By: Johnny Compton
Release Date: February 7, 2023
Publisher: Tor Nightfire
Author Johnny Compton is perhaps best known for his short fiction and contributions to the fiction podcast world, appearing in podcasts such as Pseudopod, The No Sleep Podcast, and certainly not least, his own podcast Healthy Fears. Debut novel The Spite House is Compton’s first foray into long-form fiction. Like his previous works, this debut novel falls solidly within the horror genre, with plenty of gothic elements for fans of the subgenre to sink their teeth into.

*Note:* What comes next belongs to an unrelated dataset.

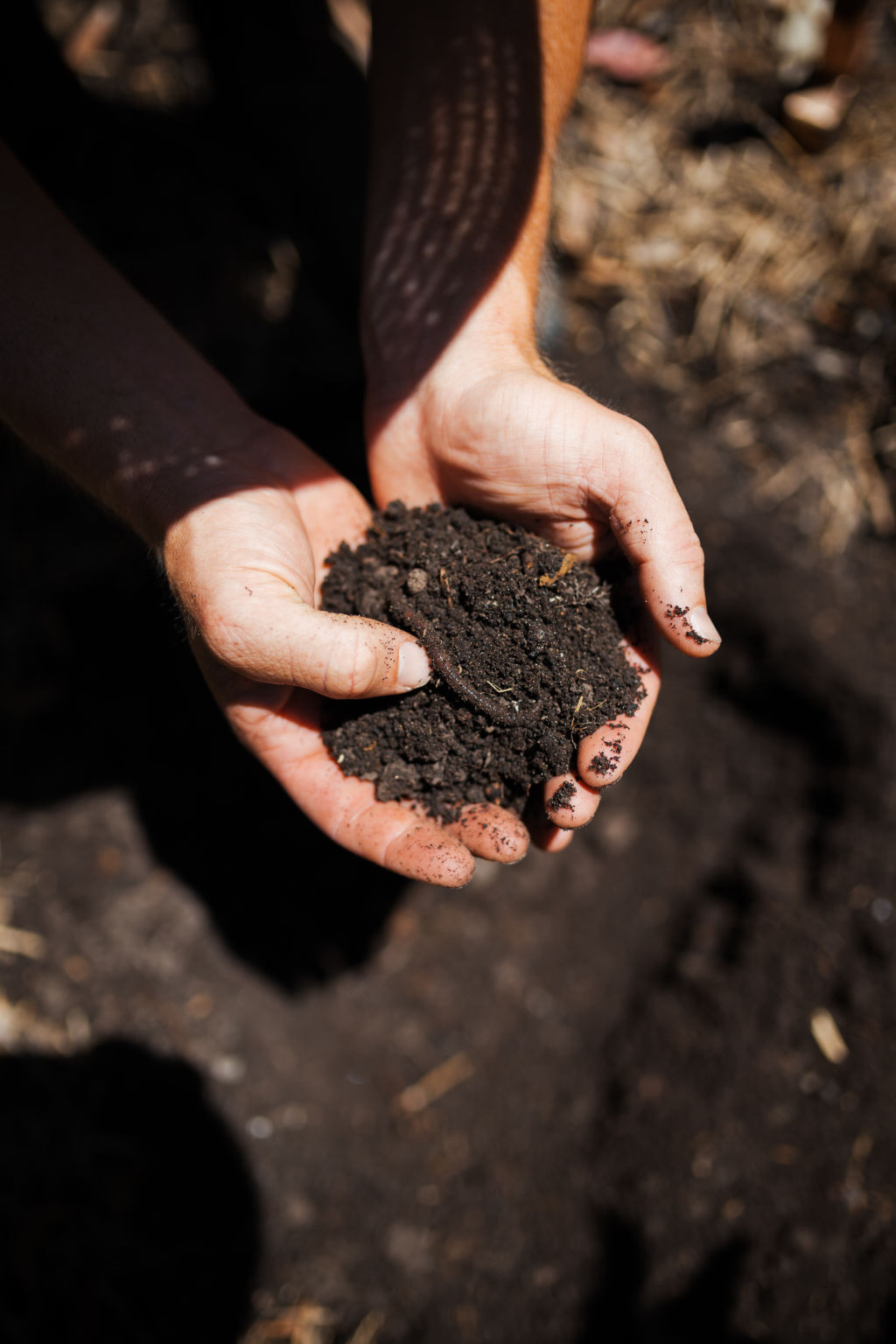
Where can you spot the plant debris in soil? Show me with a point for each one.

Eric Ross is a father on the run from a past that remains a bit of an enigma for much of the novel. Desperate for cash, Eric will take just about any under-the-table job that comes his way. He needs to take care of his two daughters, after all. That’s why he jumps at the opportunity to become the caretaker of the Masson House. The owner of this Texan property needs proof that the home is just as haunted as previous caretakers have claimed. All he needs to do is live in there, record anything odd that happens, and accept the very generous payout awaiting him.
At first glance, the premise may seem like a standard setup that is often used in the genre. Eric has ulterior motives for taking this caretaker-turned-ghost-hunter position, though. Exploring the paranormal in this house may lead him toward answers he has been desperately searching for in regard to his past and one of his daughters. This creates two separate but very intertwined narratives filled with questions Eric and the reader must solve.
The novel is very much an intergenerational one, exploring not just Eric and his daughters’ lives but also that of his grandfather. Parallel to this is the ongoing saga of a spite house (a type of home specifically built to spite other people), the murky past of one of the town’s most enigmatic figures, and the intergenerational secrets of the family who owns this supposedly haunted home. Few books explore spite houses, a part of history that lends itself perfectly to the horror genre as a whole and gothic literature in particular. Plenty of family secrets, town secrets, and disbelieved truths simmer just below the surface. The background of the house, the town, and the Ross family are all very intriguing, begging readers to keep turning the page.
The tale isn’t only told from Eric Ross’s point of view. In fact, the point of view changes with each chapter, and sometimes within the chapter as well. This constant changing of characters sometimes does the novel a disservice. As soon as you settle in with a character, the perspective shifts once again, which can be frustrating at times. However, each character is exceptionally well written, making readers want to stay with one character or another far longer than allowed. This shifting of perspective also reveals certain plot points at odd times, making the narrative payoff feel slightly off-balance while reading.
The Spite House most certainly leans into its Southern Gothic nature as opposed to the haunted house subgenre. Fascinating mysteries on multiple fronts beg to be unraveled. Though there are some outright frightening moments, the haunted house nature of the story largely takes a backseat to the gothic. There isn’t a plethora of bone-chilling haunted house happenings, though these are present, especially in later sections of the novel. More real-world scares also occur. This intersection of the paranormal and the mundane lends an interesting perspective to the novel. Compton weaves these two very different types of fear together exceptionally well.
Though slim, The Spite House by Johnny Compton certainly packs a punch. Like many horror novels, certain questions are left somewhat unanswered, with readers left to come to their own conclusions about certain aspects. While not a perfect debut, the novel certainly holds its own. Future works from Compton are sure to hold promise, and are much looked forward to.